Harcèlement scolaire
- alexiamagniat
- 14 mai
- 3 min de lecture
Harcèlement scolaire : quand un enfant perd peu à peu sa sécurité intérieure… et que toute la famille est touchée
Le harcèlement scolaire est un sujet qui me touche profondément, autant en tant que maman qu’en tant qu’accompagnante. Parce qu’avant les conséquences visibles, il y a souvent un enfant qui change doucement : plus anxieux, plus irritable, plus renfermé. Un enfant qui somatise, dort moins bien, perd confiance en lui, ou n’a plus envie d’aller à l’école.

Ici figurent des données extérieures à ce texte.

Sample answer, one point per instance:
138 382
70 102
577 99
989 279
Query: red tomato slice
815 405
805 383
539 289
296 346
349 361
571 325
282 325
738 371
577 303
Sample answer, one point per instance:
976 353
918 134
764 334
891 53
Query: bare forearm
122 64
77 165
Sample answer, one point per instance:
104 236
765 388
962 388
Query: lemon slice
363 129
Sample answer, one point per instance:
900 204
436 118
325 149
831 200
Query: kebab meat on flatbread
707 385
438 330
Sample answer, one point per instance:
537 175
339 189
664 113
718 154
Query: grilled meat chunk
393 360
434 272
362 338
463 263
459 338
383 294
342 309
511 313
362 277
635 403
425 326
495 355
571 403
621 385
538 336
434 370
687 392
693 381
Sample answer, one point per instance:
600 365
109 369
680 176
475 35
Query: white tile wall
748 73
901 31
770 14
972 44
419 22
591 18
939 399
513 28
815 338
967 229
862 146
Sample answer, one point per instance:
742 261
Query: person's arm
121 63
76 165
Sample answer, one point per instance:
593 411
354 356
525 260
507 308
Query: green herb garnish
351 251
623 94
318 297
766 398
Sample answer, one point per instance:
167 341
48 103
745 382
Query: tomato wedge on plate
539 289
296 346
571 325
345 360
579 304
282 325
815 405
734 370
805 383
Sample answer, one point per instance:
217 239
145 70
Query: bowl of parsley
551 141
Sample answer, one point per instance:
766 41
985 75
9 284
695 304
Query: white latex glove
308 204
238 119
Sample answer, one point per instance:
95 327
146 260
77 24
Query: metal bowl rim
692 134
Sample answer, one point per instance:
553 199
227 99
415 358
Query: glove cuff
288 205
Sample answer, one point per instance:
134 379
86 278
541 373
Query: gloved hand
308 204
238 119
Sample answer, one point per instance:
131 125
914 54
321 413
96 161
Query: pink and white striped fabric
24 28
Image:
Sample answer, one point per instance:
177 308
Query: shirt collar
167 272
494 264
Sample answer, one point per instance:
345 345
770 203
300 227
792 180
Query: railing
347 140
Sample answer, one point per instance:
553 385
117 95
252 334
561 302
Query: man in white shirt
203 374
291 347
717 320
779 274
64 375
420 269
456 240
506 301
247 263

Et parfois, en tant que parent, on sent que quelque chose ne va pas… sans réussir immédiatement à comprendre quoi.
Quand le harcèlement dépasse l’école et entre à la maison
On pense souvent que le harcèlement concerne “seulement” l’enfant. En réalité, quand un enfant est pris dans cette spirale, c’est tout le système familial qui est impacté : les soirées deviennent plus tendues, les discussions tournent en boucle, l’inquiétude s’installe, et chacun essaie de tenir comme il peut.
À travers le vécu de ma fille pendant ses années collège, j’ai vu à quel point le harcèlement peut toucher bien au-delà des mots ou des situations vécues à l’école. Il y a ce que l’enfant subit… et il y a ce que toute la famille traverse : la peur que ça recommence, la fatigue, la colère, l’impuissance, les doutes (“est-ce qu’on fait ce qu’il faut ?”), et cette vigilance permanente.
Quand le corps enregistre ce que l’enfant ne dit pas
Le corps enregistre le stress, l’insécurité, la peur du regard des autres, la sensation de ne plus trouver sa place. Petit à petit, l’enfant peut commencer à se protéger en se fermant émotionnellement, en s’isolant, ou en essayant de devenir “plus discret” pour éviter d’être remarqué.
Chaque enfant réagit différemment. Certains parlent beaucoup. D’autres ne disent presque rien. Mais le corps, lui, finit souvent par montrer que quelque chose ne va pas : maux de ventre, fatigue, troubles du sommeil, crises émotionnelles, hypersensibilité, anxiété…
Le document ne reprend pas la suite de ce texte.